|Year : 2021 | Volume
| Issue : 3 | Page : 121-122
Plasmalyte versus normal saline as resuscitation fluids: Which one is better?
Department of Pediatric Intensive Care, Zydus Hospital, Ahmedabad, Gujarat, India
|Date of Submission||30-Apr-2021|
|Date of Acceptance||07-May-2021|
|Date of Web Publication||21-May-2021|
Dr. Ankit Mehta
Department of Pediatric Intensive Care, Zydus Hospital, Ahmedabad, Gujarat
Source of Support: None, Conflict of Interest: None
|How to cite this article:|
Mehta A. Plasmalyte versus normal saline as resuscitation fluids: Which one is better?. J Pediatr Crit Care 2021;8:121-2
The concept of intravenous fluid is ever evolving. Fluid therapy now revolves around the ROSE concept where R stands for resuscitation, O stands for optimizations, S stands for stabilization, and E stands for evacuation. Resuscitation fluid is a lifesaving fluid therapy given over few minutes in amount ranging from 40 to 60 ml/kg as per new surviving sepsis guidelines depending on the availability of intensive care facilities. As per the latest guidelines, crystalloids versus balanced salt solution are the fluids of choice. Normal saline was used as the most common crystalloid as it was easily available, cheap, and time trusted. However, over the last decade, many trials have brought out the higher incidence of hyperchloremic acidosis, increased incidence of acute kidney injury, need of renal replacement therapy, and mortality with the use of normal saline compared to balanced salt solution., Balanced salt solution is more physiological compared to normal saline because of the content of sodium, chloride, and pH. There was a paucity of data in children regarding the use of normal saline versus plasmalyte as resuscitation fluids and its outcomes.

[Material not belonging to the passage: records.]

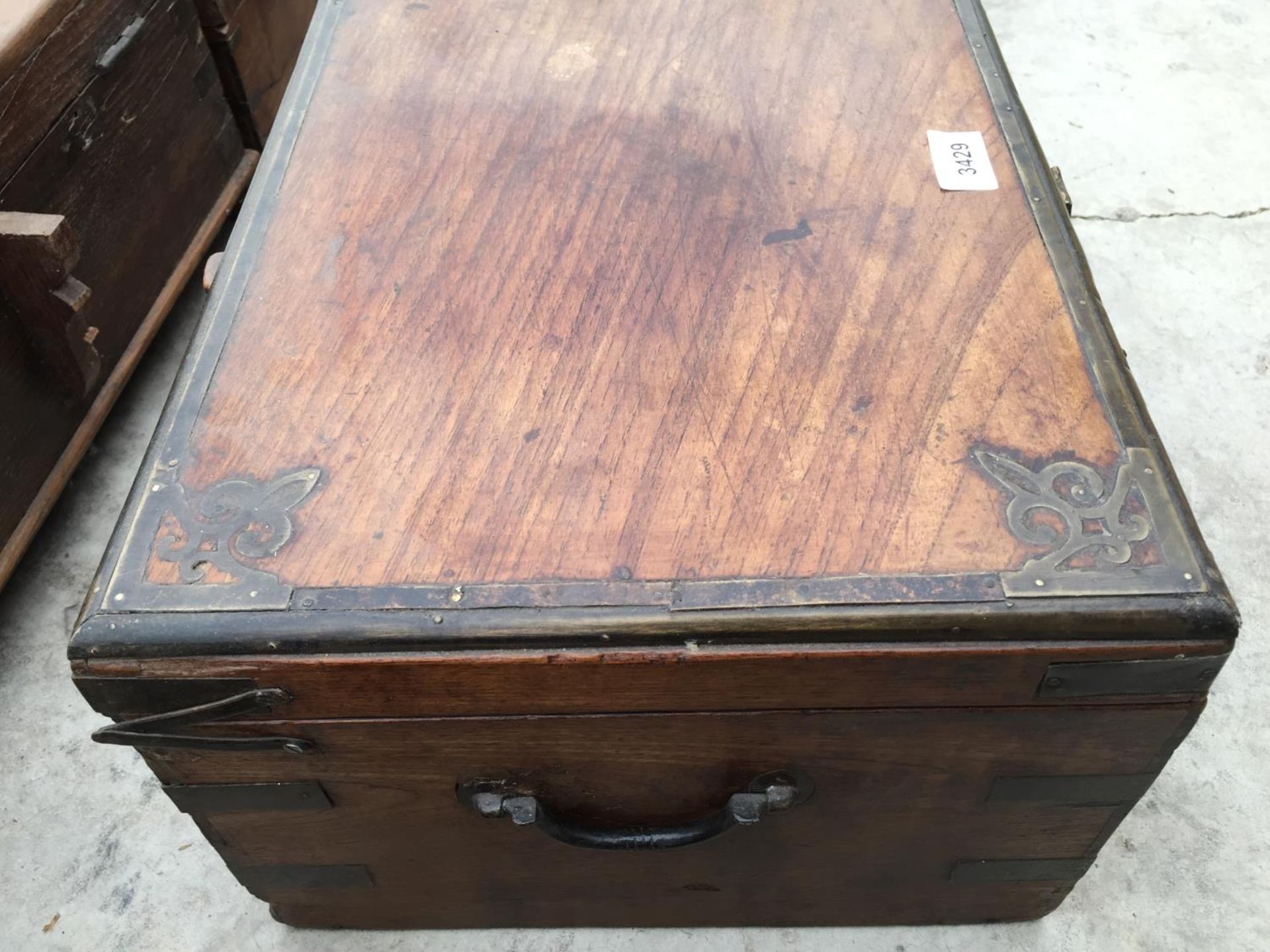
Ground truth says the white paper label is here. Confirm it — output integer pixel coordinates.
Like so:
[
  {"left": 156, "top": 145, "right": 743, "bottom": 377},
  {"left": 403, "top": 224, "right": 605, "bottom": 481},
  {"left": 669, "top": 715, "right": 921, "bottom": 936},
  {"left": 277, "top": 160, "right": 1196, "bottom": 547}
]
[{"left": 926, "top": 130, "right": 997, "bottom": 192}]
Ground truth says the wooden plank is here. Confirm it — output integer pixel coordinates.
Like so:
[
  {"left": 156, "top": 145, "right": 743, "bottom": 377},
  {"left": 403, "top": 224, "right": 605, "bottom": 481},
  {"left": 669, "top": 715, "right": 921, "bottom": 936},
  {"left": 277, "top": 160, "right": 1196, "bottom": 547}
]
[
  {"left": 0, "top": 151, "right": 261, "bottom": 588},
  {"left": 152, "top": 0, "right": 1122, "bottom": 586}
]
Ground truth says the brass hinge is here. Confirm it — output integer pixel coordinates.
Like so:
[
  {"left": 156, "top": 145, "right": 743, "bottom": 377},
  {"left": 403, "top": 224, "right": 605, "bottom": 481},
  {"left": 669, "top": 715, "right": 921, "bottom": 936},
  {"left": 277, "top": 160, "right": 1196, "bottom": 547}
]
[{"left": 93, "top": 688, "right": 314, "bottom": 754}]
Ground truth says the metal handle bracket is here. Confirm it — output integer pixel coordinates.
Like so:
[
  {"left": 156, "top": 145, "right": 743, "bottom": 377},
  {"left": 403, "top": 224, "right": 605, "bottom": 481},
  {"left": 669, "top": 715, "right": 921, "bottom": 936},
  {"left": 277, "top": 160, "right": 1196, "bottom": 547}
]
[
  {"left": 93, "top": 688, "right": 314, "bottom": 754},
  {"left": 458, "top": 770, "right": 812, "bottom": 849}
]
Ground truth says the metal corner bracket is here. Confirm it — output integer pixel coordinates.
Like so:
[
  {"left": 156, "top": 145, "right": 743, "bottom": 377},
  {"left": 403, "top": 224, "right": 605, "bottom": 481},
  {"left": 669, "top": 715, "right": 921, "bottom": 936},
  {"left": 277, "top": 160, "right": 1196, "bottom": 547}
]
[
  {"left": 973, "top": 447, "right": 1208, "bottom": 598},
  {"left": 105, "top": 466, "right": 323, "bottom": 612}
]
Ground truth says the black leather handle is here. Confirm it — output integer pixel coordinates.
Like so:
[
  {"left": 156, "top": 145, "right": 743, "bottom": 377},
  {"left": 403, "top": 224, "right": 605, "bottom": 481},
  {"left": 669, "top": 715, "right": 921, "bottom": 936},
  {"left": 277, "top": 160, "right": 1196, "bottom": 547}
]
[{"left": 458, "top": 770, "right": 812, "bottom": 849}]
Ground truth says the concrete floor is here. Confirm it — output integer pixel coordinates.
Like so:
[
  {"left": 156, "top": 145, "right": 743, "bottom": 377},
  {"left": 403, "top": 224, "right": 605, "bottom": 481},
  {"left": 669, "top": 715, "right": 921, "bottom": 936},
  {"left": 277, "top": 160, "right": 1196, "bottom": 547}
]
[{"left": 0, "top": 0, "right": 1270, "bottom": 952}]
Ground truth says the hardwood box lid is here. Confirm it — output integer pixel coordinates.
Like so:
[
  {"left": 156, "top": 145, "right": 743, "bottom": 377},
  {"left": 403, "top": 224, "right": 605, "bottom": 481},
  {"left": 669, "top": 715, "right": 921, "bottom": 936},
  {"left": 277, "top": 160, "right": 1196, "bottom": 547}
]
[{"left": 71, "top": 0, "right": 1237, "bottom": 656}]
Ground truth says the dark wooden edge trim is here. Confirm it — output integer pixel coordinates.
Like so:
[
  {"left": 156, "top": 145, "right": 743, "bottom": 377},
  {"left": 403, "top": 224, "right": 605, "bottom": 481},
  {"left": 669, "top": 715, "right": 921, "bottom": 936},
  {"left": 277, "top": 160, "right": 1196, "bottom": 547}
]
[
  {"left": 987, "top": 773, "right": 1156, "bottom": 806},
  {"left": 228, "top": 862, "right": 374, "bottom": 896},
  {"left": 949, "top": 857, "right": 1093, "bottom": 882},
  {"left": 0, "top": 151, "right": 261, "bottom": 588},
  {"left": 952, "top": 0, "right": 1238, "bottom": 619},
  {"left": 62, "top": 0, "right": 1238, "bottom": 658},
  {"left": 163, "top": 781, "right": 333, "bottom": 814},
  {"left": 75, "top": 676, "right": 257, "bottom": 717},
  {"left": 67, "top": 595, "right": 1233, "bottom": 658}
]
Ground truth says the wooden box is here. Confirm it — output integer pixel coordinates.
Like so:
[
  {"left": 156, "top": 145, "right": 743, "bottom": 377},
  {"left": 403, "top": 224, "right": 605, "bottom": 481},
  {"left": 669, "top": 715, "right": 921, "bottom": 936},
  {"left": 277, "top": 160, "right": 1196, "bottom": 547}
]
[
  {"left": 70, "top": 0, "right": 1237, "bottom": 927},
  {"left": 0, "top": 0, "right": 257, "bottom": 585}
]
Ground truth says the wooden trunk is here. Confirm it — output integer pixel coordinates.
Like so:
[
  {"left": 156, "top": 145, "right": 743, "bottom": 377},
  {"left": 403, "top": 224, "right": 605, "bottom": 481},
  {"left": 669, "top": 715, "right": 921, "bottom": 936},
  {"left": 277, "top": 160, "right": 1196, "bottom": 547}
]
[
  {"left": 70, "top": 0, "right": 1238, "bottom": 927},
  {"left": 0, "top": 0, "right": 257, "bottom": 594}
]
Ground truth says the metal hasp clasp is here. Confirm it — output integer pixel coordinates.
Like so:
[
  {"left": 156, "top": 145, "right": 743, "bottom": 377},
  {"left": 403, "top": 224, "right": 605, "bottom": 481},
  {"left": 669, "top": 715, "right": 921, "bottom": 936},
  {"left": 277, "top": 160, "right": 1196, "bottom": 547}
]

In the current issue of the Journal of Pediatric Critical Care, Arya et al. have drafted a randomized control trial of plasmalyte versus normal saline as resuscitation fluid in 400 children. They had seen the impact on acid–base balance, electrolytes, and lactate clearance at the end of 6 h. The study shows the advantage of using plasmalyte resulted in better acid–base profile as compared to normal saline group. The number of patients in the study group is 400 from the age group of 1 month to 14 years. Shock has not be subclassified in the current paper, and most of them have been hypovolemic shock as commonly seen in our country due to acute gastroenteritis. However, the amount of fluid given in each study subgroup has not been given in the study. The children who received plasmalyte had a better pH, less change in chloride and sodium, significantly lesser need for vasopressors (P = 0.04), shorter mean duration of hospital stay (P = 0.01), and lower mortality (P = 0.03) in initial 6 h.
In the last decade, fluids have received the importance which was required. Fluids are part of primary supportive therapy in every sick child. Type, amount of fluids, composition of fluid, and rate of administration of resuscitation fluid therapy have to be seen in more in-depth details before prescribing. In this issue of the journal, a study of composition of resuscitation fluid was studied which suggested favorable outcome in balanced salt solution group.
In the context of Indian subcontinent where cost of the drug does matter for majority of the population, we need to take this knowledge further and decide about the cohort of population where plasmalyte may be very useful. The cohort here refers to objective severity of illness, subgroup of shock, previous chloride levels at admission, and age group of children where we will benefit the patient more compared to others in subgroup. This is a wishful thought as plasmalyte is seven times costlier than normal saline in our country. Plasmalyte has been found useful in many of the previous adult studies and pediatric studies in acute gastroenteritis, perioperative care, diabetic ketoacidosis, and septic shock over number of parameters.,
However, there are still many areas where balanced salt solution use has been looked into. In patients with traumatic brain injury, still normal saline holds age as few of the balanced salt solutions are hypotonic. For patients with hypochloremic hyponatremia with metabolic alkalosis, normal saline remains the fluid of choice. Due to availability of different compositions of balanced salt solution, we need to look into the clinical outcomes with different solutions., Important questions remain regarding the mechanism by which balanced crystalloids may influence clinical outcomes, which patients are most likely to benefit from balanced crystalloids versus saline, and whether clinical outcomes differ between the available balanced crystalloids.